Today the confession of Jesus as the ONLY Saviour is expressed as “All salvation comes from Christ the Head through the Church which is His Body”. Lumen gentium, the Church in the Modern World, in relation to all the other religions, points out that “the Church considers all goodness and truth found in these (other) religions as a preparation for the Gospel” (LG 16) showing us that the Holy Spirit could be at work in the religions of the world. Nevertheless, God “the Father willed to call the whole of humanity together into his Son’s Church. The Church is the place where humanity must rediscover its unity and salvation… She is that bark which in the full sail of the Lord’s cross, by the breath of the Holy Spirit, navigates safely in this world” (CCC 845).

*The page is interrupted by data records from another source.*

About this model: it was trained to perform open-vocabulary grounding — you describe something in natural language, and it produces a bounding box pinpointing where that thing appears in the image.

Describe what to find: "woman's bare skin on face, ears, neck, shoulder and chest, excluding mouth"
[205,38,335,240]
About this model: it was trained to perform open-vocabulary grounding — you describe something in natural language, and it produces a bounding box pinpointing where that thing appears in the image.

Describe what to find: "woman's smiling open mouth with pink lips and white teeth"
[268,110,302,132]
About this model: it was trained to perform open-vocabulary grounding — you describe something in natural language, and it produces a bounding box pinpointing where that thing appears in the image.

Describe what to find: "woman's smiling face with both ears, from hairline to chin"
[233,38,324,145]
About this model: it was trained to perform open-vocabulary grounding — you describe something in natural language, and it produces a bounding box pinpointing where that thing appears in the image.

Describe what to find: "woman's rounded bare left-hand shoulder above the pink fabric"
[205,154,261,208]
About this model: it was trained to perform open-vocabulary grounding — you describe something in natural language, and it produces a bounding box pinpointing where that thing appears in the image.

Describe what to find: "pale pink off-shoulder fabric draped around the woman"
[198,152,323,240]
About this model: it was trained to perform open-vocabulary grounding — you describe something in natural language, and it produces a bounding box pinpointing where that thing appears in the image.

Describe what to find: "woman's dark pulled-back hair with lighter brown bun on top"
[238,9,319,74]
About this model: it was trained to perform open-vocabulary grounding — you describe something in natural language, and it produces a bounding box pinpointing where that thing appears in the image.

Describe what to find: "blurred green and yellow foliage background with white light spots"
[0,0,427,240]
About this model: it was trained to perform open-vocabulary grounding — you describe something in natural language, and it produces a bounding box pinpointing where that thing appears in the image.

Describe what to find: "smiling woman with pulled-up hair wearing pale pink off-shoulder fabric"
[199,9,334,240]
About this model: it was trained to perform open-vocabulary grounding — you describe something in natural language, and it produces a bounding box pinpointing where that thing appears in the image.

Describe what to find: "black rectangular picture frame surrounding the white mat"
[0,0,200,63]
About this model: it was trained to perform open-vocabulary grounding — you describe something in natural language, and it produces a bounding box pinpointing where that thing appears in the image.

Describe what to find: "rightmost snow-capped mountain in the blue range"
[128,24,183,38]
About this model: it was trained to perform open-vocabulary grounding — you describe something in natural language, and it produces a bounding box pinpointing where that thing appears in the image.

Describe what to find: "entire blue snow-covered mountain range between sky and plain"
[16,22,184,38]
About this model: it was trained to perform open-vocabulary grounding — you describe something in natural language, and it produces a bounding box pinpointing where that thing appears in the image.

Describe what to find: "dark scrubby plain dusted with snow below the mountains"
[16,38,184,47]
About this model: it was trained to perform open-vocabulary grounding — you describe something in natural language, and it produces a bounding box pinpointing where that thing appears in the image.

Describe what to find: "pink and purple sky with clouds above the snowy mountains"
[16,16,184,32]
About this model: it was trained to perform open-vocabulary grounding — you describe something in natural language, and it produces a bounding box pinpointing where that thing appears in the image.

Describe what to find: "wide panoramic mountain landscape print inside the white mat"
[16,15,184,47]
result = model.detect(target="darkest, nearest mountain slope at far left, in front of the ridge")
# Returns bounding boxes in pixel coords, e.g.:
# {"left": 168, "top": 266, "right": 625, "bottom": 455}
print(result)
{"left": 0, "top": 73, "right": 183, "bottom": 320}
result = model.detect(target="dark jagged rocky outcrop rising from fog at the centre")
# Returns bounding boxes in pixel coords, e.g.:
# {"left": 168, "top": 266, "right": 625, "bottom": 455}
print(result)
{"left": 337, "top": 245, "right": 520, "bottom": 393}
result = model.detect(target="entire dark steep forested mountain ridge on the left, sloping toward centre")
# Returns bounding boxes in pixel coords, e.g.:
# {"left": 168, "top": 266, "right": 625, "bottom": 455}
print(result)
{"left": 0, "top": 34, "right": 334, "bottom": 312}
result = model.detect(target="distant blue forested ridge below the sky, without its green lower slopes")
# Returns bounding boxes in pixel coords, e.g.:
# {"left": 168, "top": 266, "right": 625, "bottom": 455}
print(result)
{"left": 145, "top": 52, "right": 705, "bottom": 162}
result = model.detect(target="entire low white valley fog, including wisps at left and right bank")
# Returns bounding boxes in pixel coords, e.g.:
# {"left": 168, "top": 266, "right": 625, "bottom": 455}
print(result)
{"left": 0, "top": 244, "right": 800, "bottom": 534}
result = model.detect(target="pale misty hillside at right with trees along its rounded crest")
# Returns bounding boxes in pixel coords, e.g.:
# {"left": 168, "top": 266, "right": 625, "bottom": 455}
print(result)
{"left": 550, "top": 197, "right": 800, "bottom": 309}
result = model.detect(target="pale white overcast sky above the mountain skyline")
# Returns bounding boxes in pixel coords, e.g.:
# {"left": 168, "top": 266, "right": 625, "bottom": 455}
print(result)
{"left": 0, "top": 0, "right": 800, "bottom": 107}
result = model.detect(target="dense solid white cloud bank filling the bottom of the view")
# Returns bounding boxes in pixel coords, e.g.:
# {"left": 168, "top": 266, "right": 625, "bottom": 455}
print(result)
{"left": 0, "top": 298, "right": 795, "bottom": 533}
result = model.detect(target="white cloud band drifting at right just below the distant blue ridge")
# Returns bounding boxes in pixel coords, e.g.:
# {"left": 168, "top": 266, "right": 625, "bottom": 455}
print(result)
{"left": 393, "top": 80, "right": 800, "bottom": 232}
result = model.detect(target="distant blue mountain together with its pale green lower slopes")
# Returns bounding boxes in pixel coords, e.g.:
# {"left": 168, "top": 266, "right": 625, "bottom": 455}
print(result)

If we accept that Christ is the ONLY Saviour of the world, then the Holy Spirit has an unenviable role of leading us to recognise where He blows in the other religions. However, the more difficult task is to convince Catholics that the Church is the barque intended by God for salvation. Why? So that we can take our membership in the Church seriously, meaning that we appreciate our baptism deeply and live in such a manner that we can be attractive. Otherwise, it is definitely easier to buy into the idea that multi-religiosity is an expression of the Spirit blowing where He wills than to admit that we have failed in convincing others that Jesus is truly the Saviour of the world. The history of salvation is also a history of our poor cooperation with the Holy Spirit in the personal conversion of our lives. We easily concede pluralism as the “zeitgeist” but the scenario as the Apostles broke out of their prison of fear is the same as what we have today. They did not proclaim Christ as Saviour to a homogenous crowd. Every known nation of the world was present then. 3000 were convinced solely by the proclamation of Peter to embrace the Gospel. Today, it is not enough just to proclaim that Jesus Christ is Lord. Personal conversion is the only message credible enough to convince others that Jesus is the Risen Lord. He is alive in His Church through the Spirit that animates Christian lives. In other words, our lives reflect the active presence of the Spirit of Christ at work in our salvation.